Three years ago, Denis Christel Sassou-Nguesso, the President’s son, spent £1,600 (Sh184,000) shopping at Escada, a prestigious fashion house offering designer clothes, accessories and fragrance collections in Paris, and £3,700 (Sh425,500) a few doors down at Christian Lacroix, another luxury shop — all on the same day.

Christel is apparently a graduate of his father’s school of big spending.
During a visit to New York in 2006 for a United Nations summit, President Sassou-Nguesso ran up a hotel bill of £169,000 (Sh19.4 million). His delegation, which comprised several family members, occupied 44 rooms.

But if you thought Christel is extravagant, you probably have not heard of Little Teodoro, Mr Obiang’s cowboy son.
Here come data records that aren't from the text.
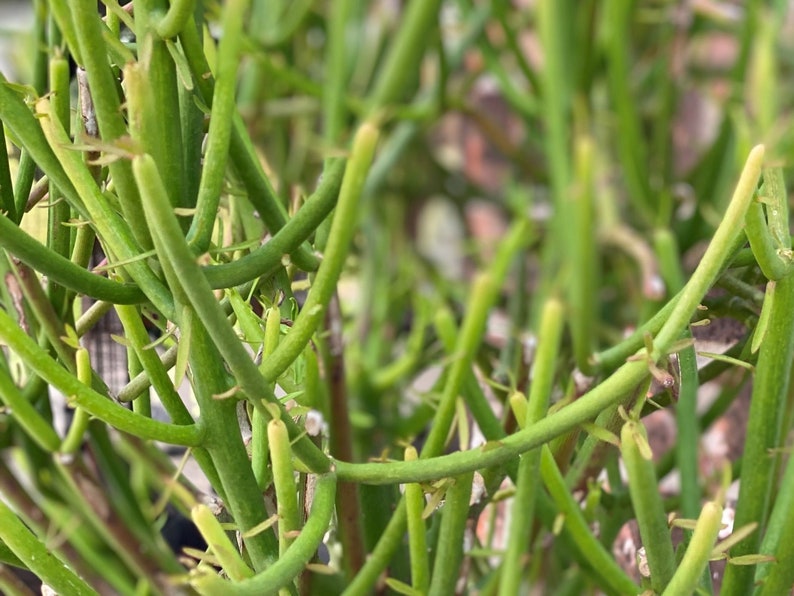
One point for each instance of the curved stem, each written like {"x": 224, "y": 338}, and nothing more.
{"x": 63, "y": 271}
{"x": 267, "y": 258}
{"x": 176, "y": 18}
{"x": 220, "y": 129}
{"x": 341, "y": 235}
{"x": 283, "y": 571}
{"x": 174, "y": 251}
{"x": 85, "y": 397}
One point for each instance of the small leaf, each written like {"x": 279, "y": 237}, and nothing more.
{"x": 763, "y": 320}
{"x": 735, "y": 538}
{"x": 261, "y": 527}
{"x": 751, "y": 559}
{"x": 401, "y": 587}
{"x": 601, "y": 433}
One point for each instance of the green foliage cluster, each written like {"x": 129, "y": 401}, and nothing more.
{"x": 252, "y": 171}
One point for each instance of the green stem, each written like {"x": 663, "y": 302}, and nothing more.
{"x": 405, "y": 51}
{"x": 647, "y": 502}
{"x": 267, "y": 258}
{"x": 220, "y": 129}
{"x": 688, "y": 439}
{"x": 341, "y": 235}
{"x": 225, "y": 445}
{"x": 417, "y": 530}
{"x": 770, "y": 391}
{"x": 484, "y": 293}
{"x": 37, "y": 556}
{"x": 110, "y": 226}
{"x": 85, "y": 397}
{"x": 174, "y": 251}
{"x": 105, "y": 96}
{"x": 687, "y": 576}
{"x": 281, "y": 573}
{"x": 26, "y": 415}
{"x": 449, "y": 553}
{"x": 179, "y": 11}
{"x": 602, "y": 563}
{"x": 523, "y": 510}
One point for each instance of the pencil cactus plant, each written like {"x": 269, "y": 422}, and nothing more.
{"x": 226, "y": 196}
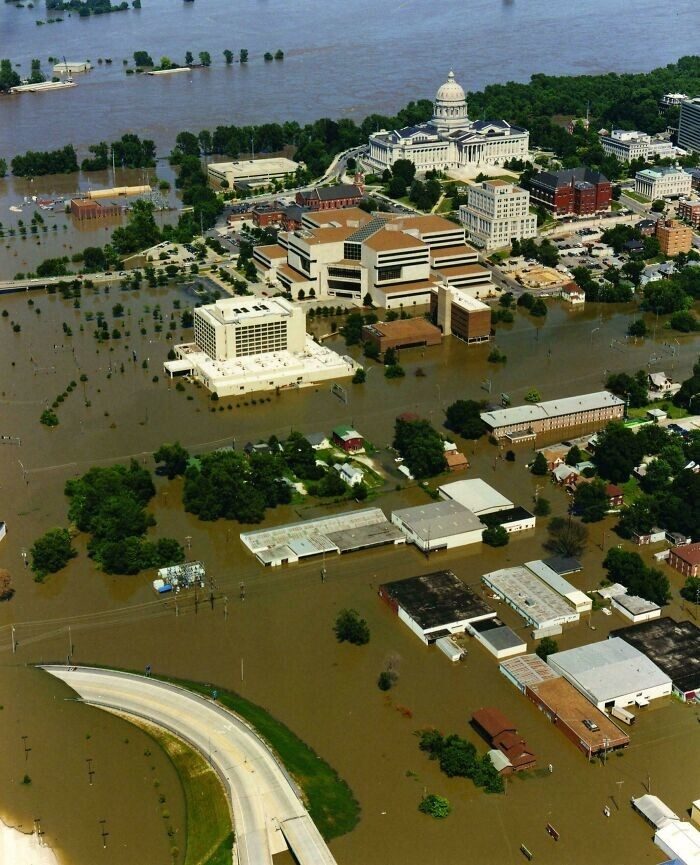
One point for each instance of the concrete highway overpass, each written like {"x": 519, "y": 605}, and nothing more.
{"x": 268, "y": 813}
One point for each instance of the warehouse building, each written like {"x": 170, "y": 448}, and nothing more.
{"x": 497, "y": 638}
{"x": 531, "y": 598}
{"x": 674, "y": 647}
{"x": 475, "y": 494}
{"x": 439, "y": 526}
{"x": 590, "y": 410}
{"x": 435, "y": 605}
{"x": 338, "y": 533}
{"x": 612, "y": 673}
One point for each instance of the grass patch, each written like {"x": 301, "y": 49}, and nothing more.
{"x": 636, "y": 196}
{"x": 209, "y": 838}
{"x": 330, "y": 801}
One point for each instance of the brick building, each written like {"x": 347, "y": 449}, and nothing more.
{"x": 460, "y": 315}
{"x": 674, "y": 237}
{"x": 686, "y": 559}
{"x": 88, "y": 208}
{"x": 689, "y": 209}
{"x": 330, "y": 197}
{"x": 403, "y": 333}
{"x": 575, "y": 190}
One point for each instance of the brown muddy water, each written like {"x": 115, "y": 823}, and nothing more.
{"x": 276, "y": 646}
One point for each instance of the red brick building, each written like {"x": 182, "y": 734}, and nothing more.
{"x": 575, "y": 190}
{"x": 686, "y": 559}
{"x": 330, "y": 197}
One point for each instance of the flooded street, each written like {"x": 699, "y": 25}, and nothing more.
{"x": 277, "y": 647}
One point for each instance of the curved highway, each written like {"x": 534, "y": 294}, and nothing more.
{"x": 268, "y": 813}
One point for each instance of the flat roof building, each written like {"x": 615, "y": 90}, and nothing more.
{"x": 245, "y": 344}
{"x": 339, "y": 533}
{"x": 540, "y": 606}
{"x": 497, "y": 638}
{"x": 402, "y": 333}
{"x": 254, "y": 172}
{"x": 589, "y": 729}
{"x": 475, "y": 494}
{"x": 439, "y": 525}
{"x": 435, "y": 605}
{"x": 560, "y": 414}
{"x": 674, "y": 647}
{"x": 612, "y": 673}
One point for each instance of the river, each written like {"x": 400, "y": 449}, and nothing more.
{"x": 342, "y": 59}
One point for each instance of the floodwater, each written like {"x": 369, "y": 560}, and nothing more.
{"x": 276, "y": 646}
{"x": 341, "y": 59}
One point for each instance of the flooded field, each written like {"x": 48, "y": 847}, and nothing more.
{"x": 276, "y": 646}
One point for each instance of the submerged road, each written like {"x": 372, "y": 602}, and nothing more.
{"x": 268, "y": 813}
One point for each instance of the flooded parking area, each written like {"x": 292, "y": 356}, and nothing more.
{"x": 276, "y": 646}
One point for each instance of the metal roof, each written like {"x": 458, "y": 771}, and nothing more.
{"x": 551, "y": 408}
{"x": 438, "y": 520}
{"x": 608, "y": 669}
{"x": 475, "y": 494}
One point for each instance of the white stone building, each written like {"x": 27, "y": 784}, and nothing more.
{"x": 449, "y": 140}
{"x": 496, "y": 212}
{"x": 244, "y": 345}
{"x": 662, "y": 182}
{"x": 626, "y": 145}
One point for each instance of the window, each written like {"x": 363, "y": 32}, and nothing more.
{"x": 384, "y": 273}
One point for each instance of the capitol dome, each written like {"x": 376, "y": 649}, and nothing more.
{"x": 450, "y": 109}
{"x": 450, "y": 91}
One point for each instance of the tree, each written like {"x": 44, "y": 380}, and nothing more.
{"x": 573, "y": 456}
{"x": 566, "y": 537}
{"x": 495, "y": 536}
{"x": 351, "y": 628}
{"x": 638, "y": 328}
{"x": 464, "y": 418}
{"x": 174, "y": 458}
{"x": 539, "y": 465}
{"x": 591, "y": 501}
{"x": 542, "y": 507}
{"x": 691, "y": 590}
{"x": 435, "y": 806}
{"x": 51, "y": 552}
{"x": 629, "y": 570}
{"x": 547, "y": 646}
{"x": 617, "y": 452}
{"x": 421, "y": 446}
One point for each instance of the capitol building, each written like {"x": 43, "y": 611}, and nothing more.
{"x": 449, "y": 140}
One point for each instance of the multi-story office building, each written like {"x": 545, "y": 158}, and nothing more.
{"x": 496, "y": 212}
{"x": 689, "y": 209}
{"x": 397, "y": 260}
{"x": 689, "y": 125}
{"x": 662, "y": 182}
{"x": 449, "y": 139}
{"x": 243, "y": 345}
{"x": 626, "y": 145}
{"x": 674, "y": 237}
{"x": 575, "y": 190}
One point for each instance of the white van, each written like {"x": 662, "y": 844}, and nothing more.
{"x": 623, "y": 715}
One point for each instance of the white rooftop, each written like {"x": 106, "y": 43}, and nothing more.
{"x": 608, "y": 669}
{"x": 551, "y": 408}
{"x": 656, "y": 811}
{"x": 475, "y": 494}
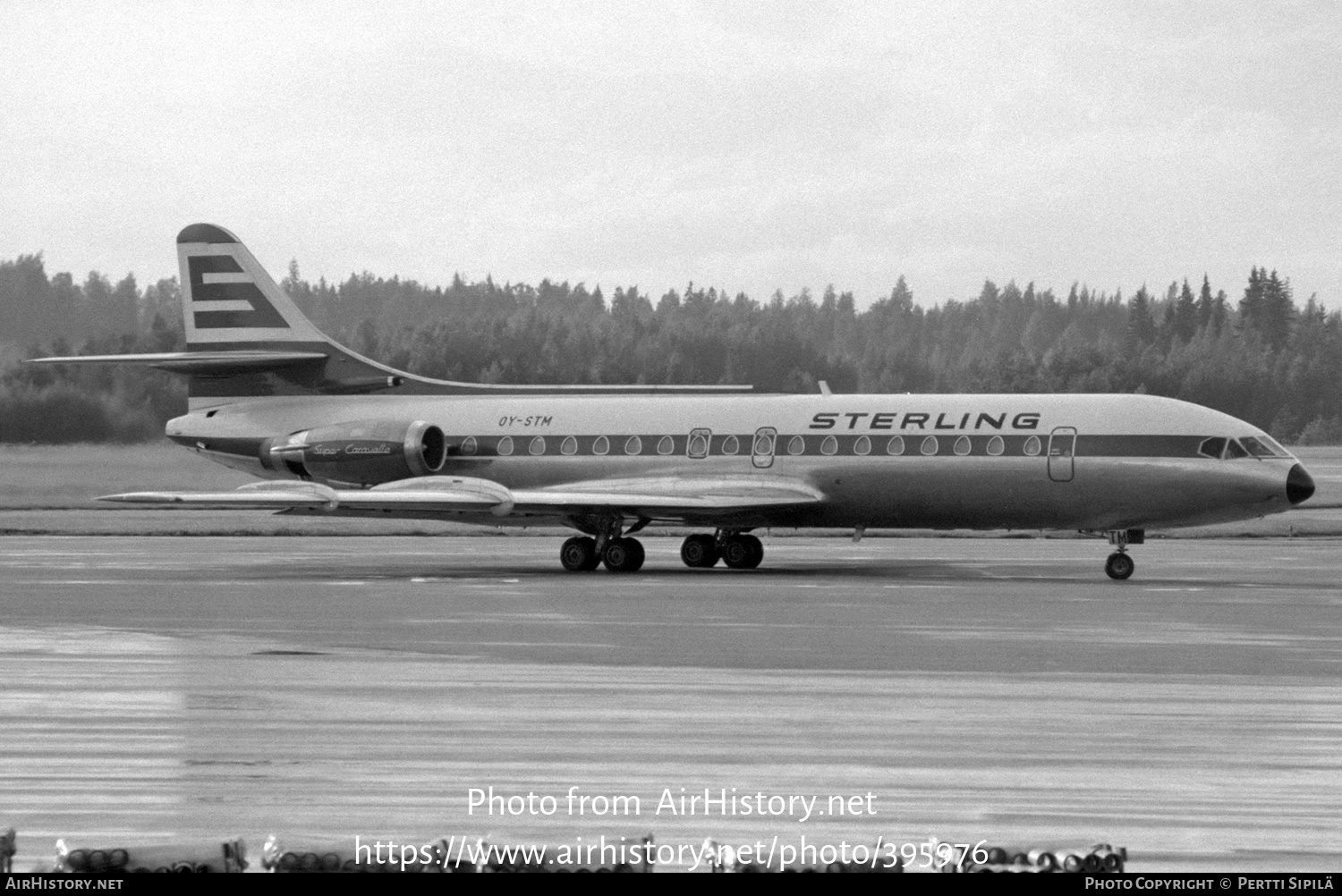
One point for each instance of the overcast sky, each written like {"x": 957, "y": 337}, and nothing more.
{"x": 748, "y": 147}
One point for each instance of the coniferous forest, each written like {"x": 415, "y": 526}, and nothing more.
{"x": 1247, "y": 349}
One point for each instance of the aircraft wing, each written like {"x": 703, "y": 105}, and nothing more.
{"x": 654, "y": 498}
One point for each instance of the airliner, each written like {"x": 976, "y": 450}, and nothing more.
{"x": 332, "y": 432}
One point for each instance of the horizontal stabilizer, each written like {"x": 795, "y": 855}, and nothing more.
{"x": 199, "y": 362}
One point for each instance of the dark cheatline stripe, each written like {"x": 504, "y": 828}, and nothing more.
{"x": 488, "y": 445}
{"x": 242, "y": 447}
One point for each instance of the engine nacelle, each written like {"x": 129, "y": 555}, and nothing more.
{"x": 365, "y": 453}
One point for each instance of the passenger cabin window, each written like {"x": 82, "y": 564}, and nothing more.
{"x": 698, "y": 444}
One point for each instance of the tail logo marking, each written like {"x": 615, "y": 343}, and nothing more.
{"x": 225, "y": 297}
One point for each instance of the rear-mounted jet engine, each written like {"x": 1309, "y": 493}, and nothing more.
{"x": 367, "y": 452}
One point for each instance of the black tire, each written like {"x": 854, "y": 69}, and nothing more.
{"x": 700, "y": 552}
{"x": 579, "y": 554}
{"x": 1119, "y": 566}
{"x": 756, "y": 550}
{"x": 743, "y": 552}
{"x": 623, "y": 555}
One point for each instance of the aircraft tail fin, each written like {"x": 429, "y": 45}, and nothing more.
{"x": 247, "y": 340}
{"x": 230, "y": 300}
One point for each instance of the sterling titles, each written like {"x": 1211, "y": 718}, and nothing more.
{"x": 920, "y": 420}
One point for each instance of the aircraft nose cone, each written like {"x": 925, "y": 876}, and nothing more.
{"x": 1299, "y": 485}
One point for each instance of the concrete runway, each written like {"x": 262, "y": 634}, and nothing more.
{"x": 981, "y": 689}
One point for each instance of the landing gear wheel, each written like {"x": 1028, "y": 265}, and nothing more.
{"x": 756, "y": 550}
{"x": 700, "y": 552}
{"x": 743, "y": 552}
{"x": 623, "y": 555}
{"x": 1119, "y": 566}
{"x": 579, "y": 554}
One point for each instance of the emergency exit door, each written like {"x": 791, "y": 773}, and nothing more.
{"x": 1062, "y": 453}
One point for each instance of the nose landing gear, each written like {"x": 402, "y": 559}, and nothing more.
{"x": 1119, "y": 565}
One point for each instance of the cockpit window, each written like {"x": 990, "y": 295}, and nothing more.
{"x": 1271, "y": 443}
{"x": 1212, "y": 447}
{"x": 1261, "y": 447}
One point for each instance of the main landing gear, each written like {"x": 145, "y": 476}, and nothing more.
{"x": 1119, "y": 565}
{"x": 611, "y": 546}
{"x": 580, "y": 554}
{"x": 738, "y": 550}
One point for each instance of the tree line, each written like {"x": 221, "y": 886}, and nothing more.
{"x": 1256, "y": 354}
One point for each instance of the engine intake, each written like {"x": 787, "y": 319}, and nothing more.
{"x": 367, "y": 452}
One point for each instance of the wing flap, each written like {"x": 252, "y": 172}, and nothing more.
{"x": 662, "y": 498}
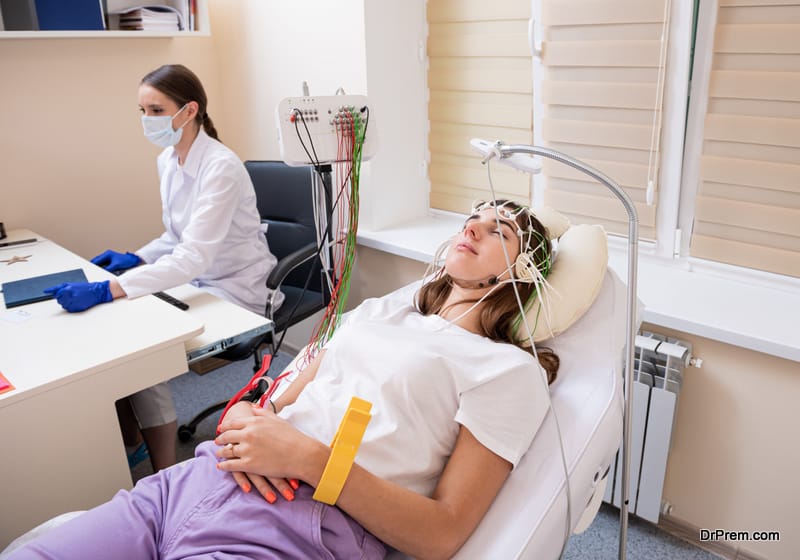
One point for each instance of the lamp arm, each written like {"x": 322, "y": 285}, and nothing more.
{"x": 502, "y": 151}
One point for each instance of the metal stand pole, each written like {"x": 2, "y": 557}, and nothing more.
{"x": 505, "y": 151}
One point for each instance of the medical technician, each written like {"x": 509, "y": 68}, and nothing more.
{"x": 213, "y": 236}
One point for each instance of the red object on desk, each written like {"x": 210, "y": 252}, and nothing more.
{"x": 5, "y": 384}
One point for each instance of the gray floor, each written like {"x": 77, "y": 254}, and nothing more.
{"x": 600, "y": 541}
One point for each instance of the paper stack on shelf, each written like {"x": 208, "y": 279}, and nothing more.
{"x": 155, "y": 15}
{"x": 151, "y": 18}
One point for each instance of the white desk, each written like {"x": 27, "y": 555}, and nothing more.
{"x": 61, "y": 445}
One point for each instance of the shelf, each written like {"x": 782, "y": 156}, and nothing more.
{"x": 100, "y": 34}
{"x": 202, "y": 23}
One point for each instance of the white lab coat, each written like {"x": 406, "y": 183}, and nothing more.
{"x": 213, "y": 236}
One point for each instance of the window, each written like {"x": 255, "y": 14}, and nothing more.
{"x": 480, "y": 83}
{"x": 713, "y": 170}
{"x": 747, "y": 204}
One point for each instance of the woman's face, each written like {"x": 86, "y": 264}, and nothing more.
{"x": 476, "y": 254}
{"x": 153, "y": 103}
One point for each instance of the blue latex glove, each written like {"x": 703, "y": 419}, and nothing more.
{"x": 113, "y": 261}
{"x": 79, "y": 296}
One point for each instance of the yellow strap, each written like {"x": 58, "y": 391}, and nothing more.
{"x": 343, "y": 451}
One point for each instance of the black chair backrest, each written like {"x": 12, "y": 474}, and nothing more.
{"x": 284, "y": 197}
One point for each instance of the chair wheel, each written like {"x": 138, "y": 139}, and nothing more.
{"x": 185, "y": 433}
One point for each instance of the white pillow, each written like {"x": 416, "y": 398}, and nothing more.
{"x": 580, "y": 264}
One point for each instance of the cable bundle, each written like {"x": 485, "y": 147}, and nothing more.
{"x": 350, "y": 125}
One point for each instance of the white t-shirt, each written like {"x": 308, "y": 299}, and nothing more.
{"x": 423, "y": 377}
{"x": 213, "y": 236}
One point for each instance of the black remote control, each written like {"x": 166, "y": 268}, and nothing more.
{"x": 172, "y": 301}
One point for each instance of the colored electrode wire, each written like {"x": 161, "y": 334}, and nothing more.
{"x": 351, "y": 129}
{"x": 351, "y": 132}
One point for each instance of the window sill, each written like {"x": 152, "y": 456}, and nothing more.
{"x": 697, "y": 299}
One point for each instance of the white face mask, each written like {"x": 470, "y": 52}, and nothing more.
{"x": 159, "y": 130}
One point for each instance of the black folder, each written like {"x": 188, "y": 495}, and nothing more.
{"x": 31, "y": 290}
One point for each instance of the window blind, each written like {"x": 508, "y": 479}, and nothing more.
{"x": 480, "y": 84}
{"x": 601, "y": 103}
{"x": 747, "y": 208}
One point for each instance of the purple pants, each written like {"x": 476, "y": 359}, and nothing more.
{"x": 193, "y": 510}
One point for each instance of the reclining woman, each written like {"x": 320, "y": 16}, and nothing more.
{"x": 456, "y": 401}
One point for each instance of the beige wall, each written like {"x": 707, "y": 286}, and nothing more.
{"x": 75, "y": 167}
{"x": 734, "y": 459}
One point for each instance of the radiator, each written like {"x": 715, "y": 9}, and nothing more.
{"x": 658, "y": 375}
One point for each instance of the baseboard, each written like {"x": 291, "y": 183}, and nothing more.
{"x": 686, "y": 531}
{"x": 201, "y": 367}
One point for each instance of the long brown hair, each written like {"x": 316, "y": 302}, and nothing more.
{"x": 182, "y": 86}
{"x": 498, "y": 315}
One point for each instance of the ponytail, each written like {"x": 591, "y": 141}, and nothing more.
{"x": 208, "y": 126}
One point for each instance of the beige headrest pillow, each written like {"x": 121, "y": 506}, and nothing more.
{"x": 580, "y": 264}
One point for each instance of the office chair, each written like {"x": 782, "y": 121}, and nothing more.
{"x": 285, "y": 200}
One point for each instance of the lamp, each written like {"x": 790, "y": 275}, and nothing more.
{"x": 519, "y": 157}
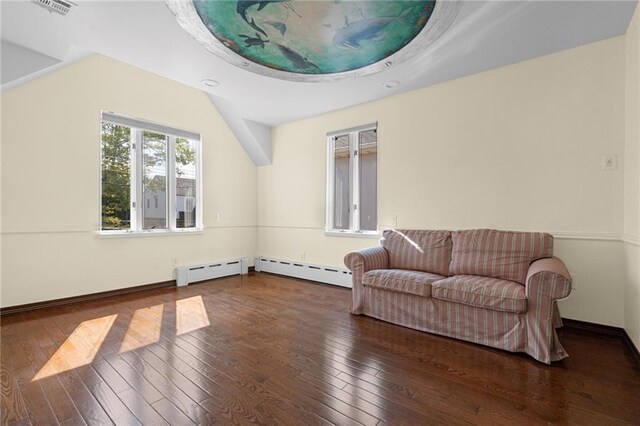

He claims to earn £30,000 (Sh3.5 million) a year, but he has bought a fleet of Lamborghinis, Ferraris and Bentleys most of them in Paris, where he lives in a luxury hotel. He is the proud owner of a $35 million (Sh2.7 billion) Malibu mansion, and his neighbours include Britney Spears and Mel Gibson.

Chief beneficiary

His father, Mr Obiang, is undoubtedly the chief beneficiary of the country’s oil wealth. Once-prestigious US bank, Riggs was fined $16 million (Sh1.2 billion) for accepting a $700 million (Sh53.2 billion) deposit from oil companies to Obiang’s private account.

If he wants to travel, he chooses any of his six personal planes, the most recent of which has a king-size bed and a bathroom with gold-plated taps.

France’s action, a radical shift in diplomatic policy, is likely to send a chilling a message to other African leaders keen to plunder their countries and invest the loot abroad.


Africa Watch said...

The tide is turning indeed. The French prosecutors should allow justice to take its course. Africans must rise up and defend justice. The impunity of these corrupt dictators has reach its peak. They must now face the music of their embezzlement and corrupt extravagant lifestyles.

Anonymous said...

This case is long over due. The French prosecutors should make sure not to temper with justice. If these tyrants are innocent let them prove it in court. simple.

Africa Watch said...

I am glad the this judge has been bold enough to defy the political establishment in France. The judge should travel to Africa and see things for himself.It may help him to decide on the case.